Universal, which was gearing up for negotiations to renew its song licensing deal with Spotify, joined the anti-“freemium” chorus to get Spotify to change its free service and encourage more users to opt for its paid-for premium service.
But after months of sounding off on each other, Grainge struck a more diplomatic note on the complex topic of how much music should be available for free versus paid services.
“We must seek the proper balance between ad-supported and paid subscription. It’s not one or the other,” Grainge said in a wide ranging interview this week with music blog Hits.com.
“With the two approaches in proper relationship, we can continue the level of investment we make in artists who then, in turn, can be fairly compensated for their work,” he added.

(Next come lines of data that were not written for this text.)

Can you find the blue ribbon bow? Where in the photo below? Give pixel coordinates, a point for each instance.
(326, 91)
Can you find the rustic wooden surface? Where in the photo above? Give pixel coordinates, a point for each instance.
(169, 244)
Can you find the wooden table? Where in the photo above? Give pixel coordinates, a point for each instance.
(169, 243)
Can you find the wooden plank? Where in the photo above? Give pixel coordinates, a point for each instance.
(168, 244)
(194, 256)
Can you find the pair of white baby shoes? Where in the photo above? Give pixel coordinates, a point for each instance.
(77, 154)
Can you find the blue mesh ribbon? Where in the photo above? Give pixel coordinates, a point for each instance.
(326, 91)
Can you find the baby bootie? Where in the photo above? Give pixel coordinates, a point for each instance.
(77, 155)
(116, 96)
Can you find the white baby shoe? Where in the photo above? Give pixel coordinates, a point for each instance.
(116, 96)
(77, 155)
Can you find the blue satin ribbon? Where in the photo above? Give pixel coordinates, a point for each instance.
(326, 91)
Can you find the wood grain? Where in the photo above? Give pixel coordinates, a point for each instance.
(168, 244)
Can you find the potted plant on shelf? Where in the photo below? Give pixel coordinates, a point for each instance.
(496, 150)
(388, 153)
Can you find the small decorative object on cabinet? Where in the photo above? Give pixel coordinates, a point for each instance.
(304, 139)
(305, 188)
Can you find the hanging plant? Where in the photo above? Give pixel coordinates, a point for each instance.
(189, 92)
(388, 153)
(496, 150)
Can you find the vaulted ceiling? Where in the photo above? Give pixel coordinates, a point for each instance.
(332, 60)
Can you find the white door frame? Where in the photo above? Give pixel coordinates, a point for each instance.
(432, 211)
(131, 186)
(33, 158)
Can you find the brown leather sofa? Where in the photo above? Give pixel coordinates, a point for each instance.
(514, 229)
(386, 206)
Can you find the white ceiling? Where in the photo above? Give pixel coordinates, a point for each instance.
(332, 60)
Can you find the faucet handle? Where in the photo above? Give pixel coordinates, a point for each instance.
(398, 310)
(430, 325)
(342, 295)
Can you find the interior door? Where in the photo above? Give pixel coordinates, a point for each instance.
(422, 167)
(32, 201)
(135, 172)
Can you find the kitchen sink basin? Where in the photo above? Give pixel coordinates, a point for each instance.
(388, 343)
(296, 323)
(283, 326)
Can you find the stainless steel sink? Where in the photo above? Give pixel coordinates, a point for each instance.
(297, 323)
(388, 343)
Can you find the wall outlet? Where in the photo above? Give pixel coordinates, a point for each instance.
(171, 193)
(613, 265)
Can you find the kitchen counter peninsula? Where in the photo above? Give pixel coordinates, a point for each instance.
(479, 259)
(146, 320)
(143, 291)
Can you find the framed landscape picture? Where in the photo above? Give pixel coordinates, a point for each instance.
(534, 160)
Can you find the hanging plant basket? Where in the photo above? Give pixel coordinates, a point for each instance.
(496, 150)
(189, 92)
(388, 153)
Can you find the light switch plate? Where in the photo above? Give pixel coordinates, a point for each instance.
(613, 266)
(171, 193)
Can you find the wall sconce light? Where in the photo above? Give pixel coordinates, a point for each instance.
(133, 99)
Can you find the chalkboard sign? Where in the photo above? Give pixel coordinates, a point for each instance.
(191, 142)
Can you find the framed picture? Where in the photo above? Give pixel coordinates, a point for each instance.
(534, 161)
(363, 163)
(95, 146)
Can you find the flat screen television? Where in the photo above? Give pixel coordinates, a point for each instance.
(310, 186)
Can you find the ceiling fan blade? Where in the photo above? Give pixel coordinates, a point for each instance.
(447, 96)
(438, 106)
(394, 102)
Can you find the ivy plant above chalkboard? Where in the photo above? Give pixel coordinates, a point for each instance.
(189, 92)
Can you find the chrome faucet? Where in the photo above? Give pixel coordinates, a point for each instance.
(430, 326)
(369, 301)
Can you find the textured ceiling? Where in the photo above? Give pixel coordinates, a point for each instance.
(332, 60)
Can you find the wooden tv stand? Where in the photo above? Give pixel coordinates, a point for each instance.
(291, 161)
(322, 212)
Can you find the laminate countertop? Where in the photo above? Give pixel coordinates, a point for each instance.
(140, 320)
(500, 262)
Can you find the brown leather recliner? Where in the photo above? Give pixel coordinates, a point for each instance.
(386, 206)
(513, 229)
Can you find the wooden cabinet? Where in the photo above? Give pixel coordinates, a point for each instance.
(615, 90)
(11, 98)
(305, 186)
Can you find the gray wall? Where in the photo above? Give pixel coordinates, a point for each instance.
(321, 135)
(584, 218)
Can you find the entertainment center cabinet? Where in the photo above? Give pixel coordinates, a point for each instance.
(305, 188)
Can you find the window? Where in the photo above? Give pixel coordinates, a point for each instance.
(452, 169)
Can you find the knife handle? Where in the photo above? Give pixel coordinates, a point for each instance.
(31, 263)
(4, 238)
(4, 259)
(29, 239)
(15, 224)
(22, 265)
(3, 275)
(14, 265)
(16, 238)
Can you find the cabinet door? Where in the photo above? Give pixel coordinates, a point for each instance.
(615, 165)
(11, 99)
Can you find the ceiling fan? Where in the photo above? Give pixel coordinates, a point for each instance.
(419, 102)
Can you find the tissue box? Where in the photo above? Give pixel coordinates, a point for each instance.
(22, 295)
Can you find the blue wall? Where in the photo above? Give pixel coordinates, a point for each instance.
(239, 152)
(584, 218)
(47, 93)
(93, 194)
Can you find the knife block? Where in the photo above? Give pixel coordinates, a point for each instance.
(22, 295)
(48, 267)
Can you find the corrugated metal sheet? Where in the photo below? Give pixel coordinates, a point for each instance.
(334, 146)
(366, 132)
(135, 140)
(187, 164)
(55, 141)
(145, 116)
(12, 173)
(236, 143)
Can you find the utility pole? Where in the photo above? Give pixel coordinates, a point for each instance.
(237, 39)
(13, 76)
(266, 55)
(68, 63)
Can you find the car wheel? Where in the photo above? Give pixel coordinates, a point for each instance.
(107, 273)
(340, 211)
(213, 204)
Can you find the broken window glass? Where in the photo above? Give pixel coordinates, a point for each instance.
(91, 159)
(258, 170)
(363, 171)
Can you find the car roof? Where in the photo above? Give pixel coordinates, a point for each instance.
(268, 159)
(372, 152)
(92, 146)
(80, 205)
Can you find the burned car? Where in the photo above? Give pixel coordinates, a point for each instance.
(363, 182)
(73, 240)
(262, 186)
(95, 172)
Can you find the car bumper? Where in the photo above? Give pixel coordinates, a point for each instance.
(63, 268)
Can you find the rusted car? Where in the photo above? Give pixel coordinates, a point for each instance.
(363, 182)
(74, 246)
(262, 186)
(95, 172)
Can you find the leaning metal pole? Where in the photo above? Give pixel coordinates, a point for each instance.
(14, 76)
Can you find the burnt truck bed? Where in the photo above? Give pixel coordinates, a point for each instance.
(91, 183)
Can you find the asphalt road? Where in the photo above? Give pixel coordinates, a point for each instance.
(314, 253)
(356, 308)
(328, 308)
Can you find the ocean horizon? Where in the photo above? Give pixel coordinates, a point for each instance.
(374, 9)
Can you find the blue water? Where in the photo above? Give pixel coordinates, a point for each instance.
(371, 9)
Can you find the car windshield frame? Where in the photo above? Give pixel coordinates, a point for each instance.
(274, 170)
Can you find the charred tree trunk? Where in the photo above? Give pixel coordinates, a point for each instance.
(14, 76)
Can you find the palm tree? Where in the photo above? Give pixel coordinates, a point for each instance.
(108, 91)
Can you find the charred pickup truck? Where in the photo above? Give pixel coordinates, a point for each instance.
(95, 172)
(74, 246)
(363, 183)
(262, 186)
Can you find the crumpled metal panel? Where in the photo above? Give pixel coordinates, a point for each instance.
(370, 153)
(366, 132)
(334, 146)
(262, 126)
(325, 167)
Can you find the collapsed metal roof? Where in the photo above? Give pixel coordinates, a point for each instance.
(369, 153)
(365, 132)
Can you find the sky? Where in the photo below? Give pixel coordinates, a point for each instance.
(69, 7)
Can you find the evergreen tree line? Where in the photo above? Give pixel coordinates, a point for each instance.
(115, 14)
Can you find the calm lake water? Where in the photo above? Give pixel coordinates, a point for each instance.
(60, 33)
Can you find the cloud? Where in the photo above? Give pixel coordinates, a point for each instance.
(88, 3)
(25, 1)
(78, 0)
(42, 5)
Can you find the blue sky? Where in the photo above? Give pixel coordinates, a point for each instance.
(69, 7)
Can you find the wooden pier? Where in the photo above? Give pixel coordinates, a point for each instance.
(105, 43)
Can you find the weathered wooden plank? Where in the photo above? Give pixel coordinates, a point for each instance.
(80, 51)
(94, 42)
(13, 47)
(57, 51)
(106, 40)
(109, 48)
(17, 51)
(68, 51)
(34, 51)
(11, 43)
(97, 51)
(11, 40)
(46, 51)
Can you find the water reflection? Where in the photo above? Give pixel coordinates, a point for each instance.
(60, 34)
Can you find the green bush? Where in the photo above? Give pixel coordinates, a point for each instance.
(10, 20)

Just minutes after the interview posted on Thursday, Spotify’s top communications boss, Jonathan Prince, a former aide to President Obama, tweeted a link to the piece, adding: “Good reading here, smart comments on streaming — agree.”
The new conciliatory tone from both sides surprised industry watchers after months of both parties unleashing a volley of attacks.
Grainge, who recently re-upped his contract with Universal for another five years, has had plenty to say about the poor economics of ad-supported free music.
Speaking at a Re/code event in March, Grainge responded to a question about YouTube by saying, “Ad-funded isn’t a sustainable business model for them or us.”
Universal also parted ways with one of its top digital executives, Rob Wells, who had been a strong supporter of a free model.
Many in the music industry have reservations about the proliferation of free music as digital song downloads decline. Global downloads dropped 8 percent in 2014, according to global industry group IFPI.
Swift fueled the debate after she yanked her catalog from Spotify because it wouldn’t allow her to put her new album exclusively on its paid tier.
In response, Spotify unleashed its own broadside, hiring lobby groups and stoking regulatory concerns over possible antitrust violations.
Sources say Ek and Grainge were spotted exchanging words at this year’s Google Camp, held at the Valley of the Temples in Sicily.
It is not clear if they got down to any business.
Now the two look like they’re laying the ground work for a fresh round of talks that could lead to a new agreement. Spotify’s current extension is said to expire in the fall.